INDOPOSCO.ID – Menteri Pemberdayaan Perempuan dan Perlindungan Anak (PPPA) RI Arifah Fauzi, menekankan bahwa pelindungan anak di ruang digital merupakan tanggung jawab bersama seluruh pemangku kepentingan.
Berdasarkan data tahun 2025, jumlah anak Indonesia mencapai sekitar 79,9 juta jiwa atau 28,38 persen dari total penduduk. “Penggunaan internet (ruang digital) pada anak usia 5–17 tahun meningkat dari 49,59 persen pada tahun 2020 menjadi 73,90 persen pada tahun 2024,” beber Arifah dalam keterangan, Selasa (9/6/2026).
Menurut Arifah, peningkatan akses digital tersebut harus diimbangi dengan penguatan perlindungan anak dari berbagai risiko di ruang digital. Mulai dari perundungan digital, eksploitasi seksual, penyalahgunaan data pribadi, serta berbagai bentuk kekerasan lainnya yang memanfaatkan teknologi digital.
“Memastikan ruang digital yang aman bagi anak bukan lagi sebuah pilihan, melainkan kewajiban negara dan tanggung jawab kita bersama,” ujarnya.
Arifah menjelaskan bahwa Perpres Nomor 87 Tahun 2025 menjadi arah kebijakan nasional pelindungan anak di ranah digital hingga tahun 2029 yang berfokus pada tiga strategi utama.
“3 strategi utama ini meliputi pencegahan, penanganan, dan kolaborasi.
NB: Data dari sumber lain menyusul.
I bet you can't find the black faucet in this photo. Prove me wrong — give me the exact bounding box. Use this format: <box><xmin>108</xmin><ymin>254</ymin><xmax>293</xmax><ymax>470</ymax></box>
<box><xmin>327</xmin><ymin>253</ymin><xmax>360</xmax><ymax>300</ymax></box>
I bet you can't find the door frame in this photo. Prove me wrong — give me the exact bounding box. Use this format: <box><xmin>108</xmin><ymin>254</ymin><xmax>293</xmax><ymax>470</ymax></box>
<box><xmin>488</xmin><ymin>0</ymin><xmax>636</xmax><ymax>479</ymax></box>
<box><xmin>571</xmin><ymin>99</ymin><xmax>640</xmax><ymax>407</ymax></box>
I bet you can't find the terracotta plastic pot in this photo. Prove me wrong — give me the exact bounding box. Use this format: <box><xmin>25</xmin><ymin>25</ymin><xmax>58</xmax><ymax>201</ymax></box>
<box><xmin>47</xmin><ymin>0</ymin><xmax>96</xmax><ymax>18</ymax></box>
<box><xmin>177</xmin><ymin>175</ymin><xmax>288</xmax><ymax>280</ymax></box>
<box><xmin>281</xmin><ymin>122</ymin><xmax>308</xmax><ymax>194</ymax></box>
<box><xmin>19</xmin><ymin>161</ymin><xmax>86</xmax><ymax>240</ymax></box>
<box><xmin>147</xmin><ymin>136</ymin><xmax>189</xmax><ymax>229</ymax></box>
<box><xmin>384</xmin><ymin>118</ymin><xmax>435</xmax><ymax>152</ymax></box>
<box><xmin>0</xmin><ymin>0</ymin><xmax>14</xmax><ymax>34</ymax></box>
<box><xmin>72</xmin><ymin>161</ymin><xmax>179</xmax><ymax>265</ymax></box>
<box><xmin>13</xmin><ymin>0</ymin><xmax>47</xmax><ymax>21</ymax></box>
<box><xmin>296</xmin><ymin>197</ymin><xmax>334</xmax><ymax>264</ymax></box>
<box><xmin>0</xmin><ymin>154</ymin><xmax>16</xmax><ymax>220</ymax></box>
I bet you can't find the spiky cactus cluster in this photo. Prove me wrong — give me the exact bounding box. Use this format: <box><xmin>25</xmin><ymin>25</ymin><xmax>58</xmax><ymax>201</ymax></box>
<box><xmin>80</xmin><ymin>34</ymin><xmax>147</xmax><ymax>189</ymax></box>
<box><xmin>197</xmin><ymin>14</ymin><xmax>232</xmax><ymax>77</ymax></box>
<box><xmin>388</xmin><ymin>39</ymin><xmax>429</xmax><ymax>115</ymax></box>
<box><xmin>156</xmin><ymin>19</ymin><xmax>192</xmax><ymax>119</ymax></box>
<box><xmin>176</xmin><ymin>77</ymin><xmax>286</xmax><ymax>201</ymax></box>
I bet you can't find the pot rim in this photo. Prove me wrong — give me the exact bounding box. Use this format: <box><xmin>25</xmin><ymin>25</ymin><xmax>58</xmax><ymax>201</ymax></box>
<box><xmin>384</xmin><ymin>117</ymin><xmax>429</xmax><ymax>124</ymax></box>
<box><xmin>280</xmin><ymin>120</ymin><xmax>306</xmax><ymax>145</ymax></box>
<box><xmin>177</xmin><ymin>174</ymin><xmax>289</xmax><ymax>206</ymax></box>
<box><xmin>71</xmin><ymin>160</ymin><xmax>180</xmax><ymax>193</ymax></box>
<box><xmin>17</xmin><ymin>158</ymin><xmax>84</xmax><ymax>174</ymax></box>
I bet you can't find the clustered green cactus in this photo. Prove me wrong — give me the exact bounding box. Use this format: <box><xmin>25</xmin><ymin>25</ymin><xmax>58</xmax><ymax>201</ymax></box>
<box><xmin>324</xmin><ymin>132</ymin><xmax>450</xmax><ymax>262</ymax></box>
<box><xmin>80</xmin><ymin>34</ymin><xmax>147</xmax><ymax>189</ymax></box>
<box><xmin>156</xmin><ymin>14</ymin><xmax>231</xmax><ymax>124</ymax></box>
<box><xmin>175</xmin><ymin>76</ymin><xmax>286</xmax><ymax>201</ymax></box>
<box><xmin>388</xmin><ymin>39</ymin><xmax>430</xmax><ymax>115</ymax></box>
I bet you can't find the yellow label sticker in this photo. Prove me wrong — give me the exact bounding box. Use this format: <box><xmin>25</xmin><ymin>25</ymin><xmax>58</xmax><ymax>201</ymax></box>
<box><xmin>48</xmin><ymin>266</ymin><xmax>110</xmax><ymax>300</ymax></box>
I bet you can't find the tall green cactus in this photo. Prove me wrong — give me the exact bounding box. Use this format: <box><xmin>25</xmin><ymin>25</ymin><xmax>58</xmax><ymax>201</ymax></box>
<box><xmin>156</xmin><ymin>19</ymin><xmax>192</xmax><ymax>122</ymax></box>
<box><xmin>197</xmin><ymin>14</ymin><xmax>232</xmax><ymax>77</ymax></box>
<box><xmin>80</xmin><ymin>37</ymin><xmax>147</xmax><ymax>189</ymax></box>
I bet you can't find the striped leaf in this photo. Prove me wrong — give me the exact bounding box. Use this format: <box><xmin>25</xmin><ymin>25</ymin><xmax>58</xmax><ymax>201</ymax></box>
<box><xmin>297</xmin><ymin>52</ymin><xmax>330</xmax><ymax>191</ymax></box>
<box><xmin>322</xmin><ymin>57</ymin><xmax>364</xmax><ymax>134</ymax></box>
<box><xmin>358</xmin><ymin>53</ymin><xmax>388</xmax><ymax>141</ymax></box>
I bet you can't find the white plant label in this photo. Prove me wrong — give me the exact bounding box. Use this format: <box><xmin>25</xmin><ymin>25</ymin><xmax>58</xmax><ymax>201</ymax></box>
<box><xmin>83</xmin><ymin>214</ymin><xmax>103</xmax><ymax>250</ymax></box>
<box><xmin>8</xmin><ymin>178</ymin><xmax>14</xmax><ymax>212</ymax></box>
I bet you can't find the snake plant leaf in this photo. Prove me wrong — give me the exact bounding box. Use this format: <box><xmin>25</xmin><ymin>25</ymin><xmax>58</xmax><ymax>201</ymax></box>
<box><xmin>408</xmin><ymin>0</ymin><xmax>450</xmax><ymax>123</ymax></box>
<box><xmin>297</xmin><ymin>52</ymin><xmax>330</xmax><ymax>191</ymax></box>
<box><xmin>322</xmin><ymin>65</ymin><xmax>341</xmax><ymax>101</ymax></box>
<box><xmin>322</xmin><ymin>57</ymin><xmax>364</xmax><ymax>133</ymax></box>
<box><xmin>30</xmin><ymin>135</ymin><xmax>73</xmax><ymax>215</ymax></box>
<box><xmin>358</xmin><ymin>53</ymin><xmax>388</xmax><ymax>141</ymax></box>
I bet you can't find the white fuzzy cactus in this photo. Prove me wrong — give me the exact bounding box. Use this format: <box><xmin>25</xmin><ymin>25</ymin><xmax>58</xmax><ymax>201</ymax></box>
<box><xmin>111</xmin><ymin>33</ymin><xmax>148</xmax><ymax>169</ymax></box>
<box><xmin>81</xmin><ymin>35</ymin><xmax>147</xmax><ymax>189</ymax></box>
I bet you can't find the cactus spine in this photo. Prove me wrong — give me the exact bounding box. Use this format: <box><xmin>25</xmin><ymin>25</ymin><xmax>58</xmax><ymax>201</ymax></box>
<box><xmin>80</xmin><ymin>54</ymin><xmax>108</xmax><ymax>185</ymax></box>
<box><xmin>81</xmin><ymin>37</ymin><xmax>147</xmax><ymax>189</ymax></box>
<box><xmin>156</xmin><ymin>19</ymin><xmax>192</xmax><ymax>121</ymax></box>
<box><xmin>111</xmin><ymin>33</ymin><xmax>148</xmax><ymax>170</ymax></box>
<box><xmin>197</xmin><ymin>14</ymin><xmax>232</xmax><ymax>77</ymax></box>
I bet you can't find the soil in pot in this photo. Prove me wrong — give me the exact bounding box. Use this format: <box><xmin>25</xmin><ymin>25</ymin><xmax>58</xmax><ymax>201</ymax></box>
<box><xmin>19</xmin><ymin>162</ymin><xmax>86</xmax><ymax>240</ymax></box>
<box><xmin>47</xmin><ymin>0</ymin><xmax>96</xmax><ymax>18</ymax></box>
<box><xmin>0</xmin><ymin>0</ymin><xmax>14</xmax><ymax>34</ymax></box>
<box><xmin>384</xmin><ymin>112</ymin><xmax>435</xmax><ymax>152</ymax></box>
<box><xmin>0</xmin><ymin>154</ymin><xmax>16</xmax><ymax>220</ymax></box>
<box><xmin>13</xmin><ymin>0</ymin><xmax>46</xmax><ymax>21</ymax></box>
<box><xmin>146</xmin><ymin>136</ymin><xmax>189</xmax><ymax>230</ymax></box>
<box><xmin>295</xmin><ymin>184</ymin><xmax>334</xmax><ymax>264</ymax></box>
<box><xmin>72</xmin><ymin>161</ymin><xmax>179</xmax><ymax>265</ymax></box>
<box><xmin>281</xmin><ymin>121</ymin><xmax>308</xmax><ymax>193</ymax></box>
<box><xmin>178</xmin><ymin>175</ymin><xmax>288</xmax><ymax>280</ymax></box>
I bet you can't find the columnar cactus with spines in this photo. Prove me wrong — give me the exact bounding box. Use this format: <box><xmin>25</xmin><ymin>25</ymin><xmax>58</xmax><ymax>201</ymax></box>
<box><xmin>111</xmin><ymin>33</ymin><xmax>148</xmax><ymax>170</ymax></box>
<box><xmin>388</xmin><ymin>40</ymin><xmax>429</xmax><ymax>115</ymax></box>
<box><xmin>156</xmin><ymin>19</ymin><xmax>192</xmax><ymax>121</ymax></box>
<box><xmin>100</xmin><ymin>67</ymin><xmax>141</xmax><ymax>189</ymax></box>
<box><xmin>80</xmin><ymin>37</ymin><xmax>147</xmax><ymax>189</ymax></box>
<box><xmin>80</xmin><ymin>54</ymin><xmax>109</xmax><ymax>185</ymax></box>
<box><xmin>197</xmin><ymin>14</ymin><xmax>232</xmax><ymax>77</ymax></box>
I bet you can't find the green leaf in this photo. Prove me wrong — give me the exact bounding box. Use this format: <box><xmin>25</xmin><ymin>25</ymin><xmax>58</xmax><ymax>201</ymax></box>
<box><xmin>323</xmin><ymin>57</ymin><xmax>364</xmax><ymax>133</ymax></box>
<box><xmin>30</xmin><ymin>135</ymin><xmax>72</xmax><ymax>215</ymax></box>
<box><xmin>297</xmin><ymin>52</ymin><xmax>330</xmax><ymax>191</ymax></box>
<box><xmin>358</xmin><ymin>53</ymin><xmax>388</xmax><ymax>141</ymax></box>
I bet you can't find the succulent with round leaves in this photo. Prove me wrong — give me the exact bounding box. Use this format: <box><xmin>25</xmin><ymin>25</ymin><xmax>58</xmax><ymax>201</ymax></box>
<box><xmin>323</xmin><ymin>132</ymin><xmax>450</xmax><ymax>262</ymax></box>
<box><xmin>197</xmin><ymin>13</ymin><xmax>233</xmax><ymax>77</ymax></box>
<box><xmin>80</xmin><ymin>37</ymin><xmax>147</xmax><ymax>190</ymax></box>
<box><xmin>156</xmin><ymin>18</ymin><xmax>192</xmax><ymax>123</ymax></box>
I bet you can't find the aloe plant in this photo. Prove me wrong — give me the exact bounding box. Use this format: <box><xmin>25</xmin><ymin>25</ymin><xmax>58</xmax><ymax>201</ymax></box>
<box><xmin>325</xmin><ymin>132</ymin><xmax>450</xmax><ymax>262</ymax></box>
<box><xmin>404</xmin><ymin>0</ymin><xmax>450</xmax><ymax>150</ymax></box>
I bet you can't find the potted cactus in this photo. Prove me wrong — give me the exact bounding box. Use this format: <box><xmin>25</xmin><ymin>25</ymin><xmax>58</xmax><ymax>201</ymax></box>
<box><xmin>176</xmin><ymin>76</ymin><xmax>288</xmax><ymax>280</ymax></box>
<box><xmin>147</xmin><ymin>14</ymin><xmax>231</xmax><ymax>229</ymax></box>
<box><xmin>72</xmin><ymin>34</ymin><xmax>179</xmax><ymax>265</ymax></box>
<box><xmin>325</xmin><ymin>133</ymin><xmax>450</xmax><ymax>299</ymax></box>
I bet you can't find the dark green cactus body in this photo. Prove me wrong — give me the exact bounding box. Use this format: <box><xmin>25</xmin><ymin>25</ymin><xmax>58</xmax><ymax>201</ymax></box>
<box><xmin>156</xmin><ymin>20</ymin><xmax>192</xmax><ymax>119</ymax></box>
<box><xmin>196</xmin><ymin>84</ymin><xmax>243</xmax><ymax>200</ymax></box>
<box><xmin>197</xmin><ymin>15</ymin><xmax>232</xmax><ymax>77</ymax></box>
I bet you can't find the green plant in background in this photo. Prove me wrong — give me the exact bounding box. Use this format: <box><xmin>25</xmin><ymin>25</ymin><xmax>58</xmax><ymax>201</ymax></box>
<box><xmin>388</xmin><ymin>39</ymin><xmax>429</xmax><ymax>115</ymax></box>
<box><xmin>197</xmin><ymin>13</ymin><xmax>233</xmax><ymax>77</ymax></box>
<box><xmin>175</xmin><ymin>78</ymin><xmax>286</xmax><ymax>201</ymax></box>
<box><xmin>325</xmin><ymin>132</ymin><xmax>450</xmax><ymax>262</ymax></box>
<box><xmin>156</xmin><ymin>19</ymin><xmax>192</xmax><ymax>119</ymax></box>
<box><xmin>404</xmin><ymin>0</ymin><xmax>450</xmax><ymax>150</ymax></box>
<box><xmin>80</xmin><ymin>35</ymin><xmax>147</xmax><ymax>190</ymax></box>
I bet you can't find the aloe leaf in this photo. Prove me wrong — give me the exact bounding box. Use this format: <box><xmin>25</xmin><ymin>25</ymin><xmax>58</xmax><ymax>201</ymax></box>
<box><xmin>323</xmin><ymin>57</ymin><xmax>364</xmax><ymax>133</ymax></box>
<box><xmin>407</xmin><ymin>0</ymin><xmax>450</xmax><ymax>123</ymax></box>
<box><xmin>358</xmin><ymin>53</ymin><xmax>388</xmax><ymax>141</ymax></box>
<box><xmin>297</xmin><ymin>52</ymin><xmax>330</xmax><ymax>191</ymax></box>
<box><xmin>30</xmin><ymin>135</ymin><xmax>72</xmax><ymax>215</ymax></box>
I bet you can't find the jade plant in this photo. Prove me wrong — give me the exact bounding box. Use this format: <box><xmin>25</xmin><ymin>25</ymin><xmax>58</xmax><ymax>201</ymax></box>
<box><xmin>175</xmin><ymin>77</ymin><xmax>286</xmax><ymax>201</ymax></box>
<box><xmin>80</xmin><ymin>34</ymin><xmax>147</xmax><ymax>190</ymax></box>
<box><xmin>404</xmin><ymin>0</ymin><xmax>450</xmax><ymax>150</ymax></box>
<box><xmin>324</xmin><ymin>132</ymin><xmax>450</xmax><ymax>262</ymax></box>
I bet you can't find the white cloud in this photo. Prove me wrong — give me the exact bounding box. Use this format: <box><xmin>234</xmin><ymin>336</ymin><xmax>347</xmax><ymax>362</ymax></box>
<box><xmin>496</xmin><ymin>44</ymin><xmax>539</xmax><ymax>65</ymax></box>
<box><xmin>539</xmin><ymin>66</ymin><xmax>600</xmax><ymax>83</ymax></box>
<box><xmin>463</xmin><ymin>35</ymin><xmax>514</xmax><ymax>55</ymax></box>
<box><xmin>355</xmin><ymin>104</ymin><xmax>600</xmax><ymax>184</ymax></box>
Implementasinya membutuhkan sinergi seluruh kementerian/lembaga sesuai tugas dan kewenangan masing-masing,” katanya.
Diketahui, Kementerian PPPA melakukan rapat koordinasi bersama kementerian/lembaga terkait berkomitmen memperkuat koordinasi pelaksanaan Peta Jalan Pelindungan Anak di Ranah Dalam Jaringan. Termasuk menyelaraskan program, materi edukasi, mekanisme penanganan kasus, serta penguatan kapasitas ekosistem pendidikan dan keluarga.
Kolaborasi lintas sektor tersebut diharapkan dapat mempercepat terwujudnya ruang digital yang aman, sehat, inklusif, dan ramah anak sebagai bagian dari upaya menyiapkan generasi Indonesia yang berkarakter, terlindungi, dan siap menyongsong Indonesia Emas 2045. (nas)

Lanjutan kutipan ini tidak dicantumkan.